Sentou à janela, pensou, imaginou as outras, ou as infinitas formas, de arrumar sua sala e decidiu deixar como estava. Talvez porque já fosse tarde, afinal, passava das 3, ou talvez por saber que não conseguiria arrastar tantos móveis, pintar todas as paredes ou quem sabe desproteger a luz. Segurou por um momento a quina da mesa, puxou para próxima de si, traçou alguns rabiscos, e ali imaginou como bela ficaria sua sala, novamente, achou melhor deixar apenas no papel, como ela mesma costumava dizer: - o real nunca sai como planejamos. Como isso seria possível? Como imaginar algo que não pode ser real? Como construir algo que seja apenas idéia? Sim ela conseguia isso.
Fazia um mês que ela morava naquele novo apartamento, cerca de 200 m², frente para a lagoa, janelas amplas, bem arejado. Um mês, e já possuía cerca de 40 projetos de reformulação do lugar. Não que não acreditasse que fosse válida as suas idéias, apenas sabia que elas se cumpriam em um outro plano. O que de certa forma ela estava correta, mas mesmo assim não possuía muita utilidade.
Como de costume, cansada, resolveu ir dormir direto, preferiu não tomar banho, afinal tinha se banhado para ir para a academia, que acabou desistindo de ir. Escovou os dentes, tirou os óculos e como de costume dormiu com o rosto voltado para o travesseiro. Não era necessário muito tempo para que adormecesse, era natural, não necessitava de remédio, apenas um belo dia de trabalho. Para compreender os motivos de tamanho cansaço talvez devêssemos voltar algumas horas de seu dia, com isso entenderíamos melhor tamanha necessidade de aproximação de um outro mundo.
Como de costume, acordava às 6:40, era sempre a mesma música, uma antiga canção dos Beatles que tinha gravado no celular.
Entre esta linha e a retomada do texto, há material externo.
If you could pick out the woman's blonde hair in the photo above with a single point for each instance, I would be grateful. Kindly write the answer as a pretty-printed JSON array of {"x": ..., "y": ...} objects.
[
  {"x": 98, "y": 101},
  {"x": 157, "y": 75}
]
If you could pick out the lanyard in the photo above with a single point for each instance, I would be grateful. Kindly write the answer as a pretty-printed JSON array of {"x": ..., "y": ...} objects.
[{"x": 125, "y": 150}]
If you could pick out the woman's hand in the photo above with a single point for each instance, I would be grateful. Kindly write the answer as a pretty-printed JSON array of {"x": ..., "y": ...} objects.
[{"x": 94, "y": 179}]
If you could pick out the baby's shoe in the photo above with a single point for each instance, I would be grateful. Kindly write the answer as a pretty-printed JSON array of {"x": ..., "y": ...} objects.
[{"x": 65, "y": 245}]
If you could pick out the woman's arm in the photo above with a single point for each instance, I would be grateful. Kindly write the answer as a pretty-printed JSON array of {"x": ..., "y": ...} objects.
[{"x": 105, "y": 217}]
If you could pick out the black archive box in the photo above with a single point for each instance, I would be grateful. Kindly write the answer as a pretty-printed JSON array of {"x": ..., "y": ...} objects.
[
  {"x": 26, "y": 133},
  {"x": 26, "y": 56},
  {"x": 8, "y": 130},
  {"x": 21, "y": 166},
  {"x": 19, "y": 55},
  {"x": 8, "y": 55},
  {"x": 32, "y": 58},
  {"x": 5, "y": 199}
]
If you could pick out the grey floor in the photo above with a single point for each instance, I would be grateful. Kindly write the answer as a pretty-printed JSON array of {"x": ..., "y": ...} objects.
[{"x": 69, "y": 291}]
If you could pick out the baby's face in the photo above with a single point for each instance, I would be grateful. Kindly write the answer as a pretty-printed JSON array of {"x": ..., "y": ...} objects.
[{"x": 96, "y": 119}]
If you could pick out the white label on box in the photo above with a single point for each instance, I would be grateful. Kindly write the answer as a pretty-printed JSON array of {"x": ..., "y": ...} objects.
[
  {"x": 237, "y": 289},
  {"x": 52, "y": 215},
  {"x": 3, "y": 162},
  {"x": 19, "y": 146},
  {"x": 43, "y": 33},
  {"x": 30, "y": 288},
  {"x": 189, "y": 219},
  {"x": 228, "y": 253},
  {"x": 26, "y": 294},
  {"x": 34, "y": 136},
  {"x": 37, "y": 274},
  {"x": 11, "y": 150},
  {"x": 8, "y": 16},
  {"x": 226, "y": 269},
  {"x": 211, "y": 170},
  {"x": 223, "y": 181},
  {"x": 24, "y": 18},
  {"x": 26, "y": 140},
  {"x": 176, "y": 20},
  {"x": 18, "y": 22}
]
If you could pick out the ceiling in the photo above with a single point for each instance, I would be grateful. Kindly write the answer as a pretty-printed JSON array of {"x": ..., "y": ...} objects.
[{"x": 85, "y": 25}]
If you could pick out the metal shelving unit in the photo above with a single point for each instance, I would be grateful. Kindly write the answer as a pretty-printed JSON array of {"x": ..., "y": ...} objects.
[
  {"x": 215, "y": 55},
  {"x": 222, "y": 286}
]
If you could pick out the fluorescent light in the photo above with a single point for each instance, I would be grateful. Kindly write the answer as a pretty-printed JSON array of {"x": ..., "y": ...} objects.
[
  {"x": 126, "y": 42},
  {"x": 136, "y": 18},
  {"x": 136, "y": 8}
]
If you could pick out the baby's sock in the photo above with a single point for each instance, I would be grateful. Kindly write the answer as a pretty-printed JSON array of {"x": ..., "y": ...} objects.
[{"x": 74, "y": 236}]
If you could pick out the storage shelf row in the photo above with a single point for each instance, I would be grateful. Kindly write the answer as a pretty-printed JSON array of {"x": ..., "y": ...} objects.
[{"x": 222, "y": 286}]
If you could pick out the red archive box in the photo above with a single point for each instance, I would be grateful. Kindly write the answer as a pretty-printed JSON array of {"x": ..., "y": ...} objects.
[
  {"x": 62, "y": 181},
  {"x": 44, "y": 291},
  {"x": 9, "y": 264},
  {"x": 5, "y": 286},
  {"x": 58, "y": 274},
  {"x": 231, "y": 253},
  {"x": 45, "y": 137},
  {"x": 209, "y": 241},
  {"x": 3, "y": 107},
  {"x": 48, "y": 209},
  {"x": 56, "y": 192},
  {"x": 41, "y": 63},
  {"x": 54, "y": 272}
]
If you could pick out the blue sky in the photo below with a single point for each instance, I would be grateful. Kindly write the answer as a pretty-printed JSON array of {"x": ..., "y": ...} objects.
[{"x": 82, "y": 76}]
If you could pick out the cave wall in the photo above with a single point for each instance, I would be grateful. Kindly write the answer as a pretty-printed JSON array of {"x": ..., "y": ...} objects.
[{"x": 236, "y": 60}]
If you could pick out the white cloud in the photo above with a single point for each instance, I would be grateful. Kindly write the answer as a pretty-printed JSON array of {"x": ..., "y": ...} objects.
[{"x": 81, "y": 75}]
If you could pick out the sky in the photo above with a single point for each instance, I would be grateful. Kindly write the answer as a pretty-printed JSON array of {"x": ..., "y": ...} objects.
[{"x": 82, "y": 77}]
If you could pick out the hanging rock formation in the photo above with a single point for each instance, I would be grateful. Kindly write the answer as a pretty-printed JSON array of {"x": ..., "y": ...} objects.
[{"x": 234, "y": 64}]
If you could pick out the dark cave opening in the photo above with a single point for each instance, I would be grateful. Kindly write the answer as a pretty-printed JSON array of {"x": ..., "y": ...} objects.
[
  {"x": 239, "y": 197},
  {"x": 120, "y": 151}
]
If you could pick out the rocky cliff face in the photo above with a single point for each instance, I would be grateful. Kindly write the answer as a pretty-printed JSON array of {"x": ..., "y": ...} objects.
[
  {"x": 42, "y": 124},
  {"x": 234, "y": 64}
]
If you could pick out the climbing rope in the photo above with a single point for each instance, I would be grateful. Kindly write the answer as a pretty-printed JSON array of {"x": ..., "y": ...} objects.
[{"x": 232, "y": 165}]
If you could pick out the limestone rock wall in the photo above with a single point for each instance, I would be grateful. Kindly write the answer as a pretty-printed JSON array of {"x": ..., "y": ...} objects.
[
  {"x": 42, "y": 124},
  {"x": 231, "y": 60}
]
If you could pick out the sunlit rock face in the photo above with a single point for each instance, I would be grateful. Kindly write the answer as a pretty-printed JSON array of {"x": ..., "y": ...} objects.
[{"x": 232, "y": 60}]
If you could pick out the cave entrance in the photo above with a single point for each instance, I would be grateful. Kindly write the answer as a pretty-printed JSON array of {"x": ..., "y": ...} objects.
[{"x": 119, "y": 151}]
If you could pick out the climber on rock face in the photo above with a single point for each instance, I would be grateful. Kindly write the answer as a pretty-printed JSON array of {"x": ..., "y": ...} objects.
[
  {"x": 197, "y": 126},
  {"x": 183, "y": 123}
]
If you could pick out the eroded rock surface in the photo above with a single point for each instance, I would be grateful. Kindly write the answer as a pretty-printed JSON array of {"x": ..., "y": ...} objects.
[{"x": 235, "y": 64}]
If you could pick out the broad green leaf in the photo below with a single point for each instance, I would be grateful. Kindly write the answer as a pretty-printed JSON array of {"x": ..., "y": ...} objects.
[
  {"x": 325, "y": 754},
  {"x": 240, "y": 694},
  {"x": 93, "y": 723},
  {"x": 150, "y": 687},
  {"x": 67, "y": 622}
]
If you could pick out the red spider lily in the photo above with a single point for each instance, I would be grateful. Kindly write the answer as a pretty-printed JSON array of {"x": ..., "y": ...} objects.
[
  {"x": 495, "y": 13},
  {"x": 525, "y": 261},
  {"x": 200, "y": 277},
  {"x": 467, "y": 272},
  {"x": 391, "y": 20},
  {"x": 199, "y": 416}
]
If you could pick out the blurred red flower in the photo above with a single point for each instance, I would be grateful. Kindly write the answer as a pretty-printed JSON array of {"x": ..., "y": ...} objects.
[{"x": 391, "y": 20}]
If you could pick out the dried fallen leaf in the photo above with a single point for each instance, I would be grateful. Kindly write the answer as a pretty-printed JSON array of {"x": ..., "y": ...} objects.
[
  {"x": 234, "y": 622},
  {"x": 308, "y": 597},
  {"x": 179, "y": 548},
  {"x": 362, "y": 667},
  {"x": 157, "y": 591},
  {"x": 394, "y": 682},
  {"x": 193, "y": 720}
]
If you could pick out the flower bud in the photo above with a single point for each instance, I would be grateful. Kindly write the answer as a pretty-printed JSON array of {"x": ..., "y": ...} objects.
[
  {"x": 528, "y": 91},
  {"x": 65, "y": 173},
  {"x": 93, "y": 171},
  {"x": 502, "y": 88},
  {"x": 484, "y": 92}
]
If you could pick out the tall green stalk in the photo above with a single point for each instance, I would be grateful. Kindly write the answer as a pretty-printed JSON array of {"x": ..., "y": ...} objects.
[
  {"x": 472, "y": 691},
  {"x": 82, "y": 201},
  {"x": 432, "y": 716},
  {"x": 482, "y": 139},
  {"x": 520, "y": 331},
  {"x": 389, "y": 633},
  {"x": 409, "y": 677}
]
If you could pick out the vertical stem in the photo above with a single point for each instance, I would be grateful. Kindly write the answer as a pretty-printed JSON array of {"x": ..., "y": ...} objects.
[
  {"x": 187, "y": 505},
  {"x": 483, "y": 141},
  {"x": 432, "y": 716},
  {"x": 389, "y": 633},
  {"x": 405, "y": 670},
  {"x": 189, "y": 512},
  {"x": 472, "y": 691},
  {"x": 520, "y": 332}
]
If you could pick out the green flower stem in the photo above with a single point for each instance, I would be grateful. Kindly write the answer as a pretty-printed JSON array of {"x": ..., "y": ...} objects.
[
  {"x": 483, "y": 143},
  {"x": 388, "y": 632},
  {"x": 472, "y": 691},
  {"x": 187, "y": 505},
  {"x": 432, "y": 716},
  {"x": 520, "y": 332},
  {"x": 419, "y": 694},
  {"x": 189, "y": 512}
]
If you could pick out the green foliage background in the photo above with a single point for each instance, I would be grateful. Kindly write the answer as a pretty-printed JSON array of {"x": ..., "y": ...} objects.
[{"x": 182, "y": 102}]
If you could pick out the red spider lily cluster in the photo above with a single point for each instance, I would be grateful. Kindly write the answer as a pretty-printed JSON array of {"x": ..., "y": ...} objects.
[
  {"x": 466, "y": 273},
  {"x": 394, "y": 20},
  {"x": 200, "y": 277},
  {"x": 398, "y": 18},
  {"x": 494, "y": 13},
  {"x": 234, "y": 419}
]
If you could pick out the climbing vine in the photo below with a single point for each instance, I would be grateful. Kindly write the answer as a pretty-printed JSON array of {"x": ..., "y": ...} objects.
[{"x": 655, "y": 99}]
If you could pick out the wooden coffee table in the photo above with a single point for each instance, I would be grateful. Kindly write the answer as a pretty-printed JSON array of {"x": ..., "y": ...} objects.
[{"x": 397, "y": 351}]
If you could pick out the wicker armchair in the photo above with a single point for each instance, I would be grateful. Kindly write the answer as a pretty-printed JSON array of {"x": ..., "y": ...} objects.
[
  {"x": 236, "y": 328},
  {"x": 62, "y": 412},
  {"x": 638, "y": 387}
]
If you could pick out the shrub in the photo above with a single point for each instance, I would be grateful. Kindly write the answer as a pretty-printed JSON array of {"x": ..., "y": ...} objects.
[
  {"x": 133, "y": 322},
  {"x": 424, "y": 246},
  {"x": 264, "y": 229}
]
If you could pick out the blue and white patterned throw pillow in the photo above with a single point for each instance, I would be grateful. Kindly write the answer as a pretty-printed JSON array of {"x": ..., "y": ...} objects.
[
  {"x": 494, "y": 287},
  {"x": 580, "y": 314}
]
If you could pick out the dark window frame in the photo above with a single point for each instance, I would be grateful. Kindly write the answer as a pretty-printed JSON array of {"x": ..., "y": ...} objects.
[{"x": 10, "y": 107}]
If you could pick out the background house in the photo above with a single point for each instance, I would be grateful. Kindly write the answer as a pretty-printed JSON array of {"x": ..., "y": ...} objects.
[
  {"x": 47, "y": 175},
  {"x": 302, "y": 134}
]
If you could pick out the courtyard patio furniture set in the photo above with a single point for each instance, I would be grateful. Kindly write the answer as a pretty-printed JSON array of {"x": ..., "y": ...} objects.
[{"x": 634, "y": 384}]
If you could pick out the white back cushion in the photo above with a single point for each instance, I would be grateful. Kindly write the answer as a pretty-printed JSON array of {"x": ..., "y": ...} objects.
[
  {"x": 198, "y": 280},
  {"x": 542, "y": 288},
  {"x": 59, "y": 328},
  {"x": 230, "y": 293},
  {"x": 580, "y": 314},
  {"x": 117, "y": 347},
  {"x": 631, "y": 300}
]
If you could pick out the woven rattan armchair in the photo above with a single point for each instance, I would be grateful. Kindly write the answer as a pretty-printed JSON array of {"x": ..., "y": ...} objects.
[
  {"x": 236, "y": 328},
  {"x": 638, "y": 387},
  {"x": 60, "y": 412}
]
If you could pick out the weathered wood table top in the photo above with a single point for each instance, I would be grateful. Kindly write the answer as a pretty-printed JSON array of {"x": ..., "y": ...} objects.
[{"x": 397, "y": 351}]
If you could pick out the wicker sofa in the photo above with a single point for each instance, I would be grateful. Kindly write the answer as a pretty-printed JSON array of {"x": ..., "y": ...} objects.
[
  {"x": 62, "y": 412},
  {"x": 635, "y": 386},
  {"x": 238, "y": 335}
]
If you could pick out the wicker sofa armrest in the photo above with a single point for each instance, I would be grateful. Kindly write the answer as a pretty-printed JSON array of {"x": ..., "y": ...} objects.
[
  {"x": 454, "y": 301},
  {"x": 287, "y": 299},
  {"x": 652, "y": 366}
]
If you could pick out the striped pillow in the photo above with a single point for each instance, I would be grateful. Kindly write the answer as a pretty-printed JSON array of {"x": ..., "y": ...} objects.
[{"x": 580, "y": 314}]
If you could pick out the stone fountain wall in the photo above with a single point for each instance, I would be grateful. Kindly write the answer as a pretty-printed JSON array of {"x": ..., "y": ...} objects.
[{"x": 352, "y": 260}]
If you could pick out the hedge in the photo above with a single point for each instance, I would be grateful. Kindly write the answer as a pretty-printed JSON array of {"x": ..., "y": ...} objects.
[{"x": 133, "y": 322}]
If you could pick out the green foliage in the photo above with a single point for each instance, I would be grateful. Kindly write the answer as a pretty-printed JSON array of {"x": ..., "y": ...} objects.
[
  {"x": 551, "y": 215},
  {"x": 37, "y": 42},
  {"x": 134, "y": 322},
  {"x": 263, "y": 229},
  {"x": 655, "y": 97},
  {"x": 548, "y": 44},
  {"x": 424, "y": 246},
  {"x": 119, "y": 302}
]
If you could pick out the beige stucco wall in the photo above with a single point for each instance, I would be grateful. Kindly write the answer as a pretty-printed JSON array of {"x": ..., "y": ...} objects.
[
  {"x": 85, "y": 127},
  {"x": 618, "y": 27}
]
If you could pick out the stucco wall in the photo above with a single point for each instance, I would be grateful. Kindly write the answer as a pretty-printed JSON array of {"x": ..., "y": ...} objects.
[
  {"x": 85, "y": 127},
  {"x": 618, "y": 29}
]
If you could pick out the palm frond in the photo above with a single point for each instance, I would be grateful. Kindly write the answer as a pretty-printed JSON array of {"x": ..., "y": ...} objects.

Sempre colocava no modo para tocar novamente alguns minutos depois, só para ter a sensação de domínio sobre a própria vida, ou sobre o tempo. Quando da segunda vez, desligava o despertar do telefone, tirava a coberta para o lado, descobrindo as pernas, e calmamente se colocava a procurar as sandálias. Levantava-se e ia direto para a o quarto, não tinha o costume de tomar café da manhã, preferia deixar para comer alguma coisa mais tarde, por volta das 10. Arrumava-se, pegava a pasta que normalmente deixava arrumada de um dia para o outro, e saia. Nunca encontrava alguém no elevador, era costume descer sozinha e na maioria das vezes não perceber que o seu Alfredo estava assistindo o jornal da manhã em sua televisãozinha portátil. Caminhava sempre da mesma forma para o carro, descia as escadas que ficavam na frente do extintor, passava pela rampa onde as pessoas subiam com os carrinhos de compras e se aproximava do seu carro. Com a mão direita tirava as chaves do carro, desligava o alarme e seguia rumo ao centro.
Costumava dirigir na faixa do meio, não gostava de preocupações, não gostava de dar setas, se incomodava com a obrigação de ficar ultrapassando as pessoas; seguia, assim, seu rumo. Chegava impreterivelmente às 8 no serviço. Estacionava o carro embaixo da mangueira que costumava dar sombra na parte da tarde, e seguia à sua sala. Com a mão direita abria a porta da sala, com a mão direita fechava a porta da sala. Colocava a pasta em cima da cadeira, mesmo que soubesse que teria que tirar para sentar, e ia para a janela abrir a persiana. Voltava, tirava a pasta, colocava-a sobre sua mesa, tirava alguns papéis e dava início à sua maratona.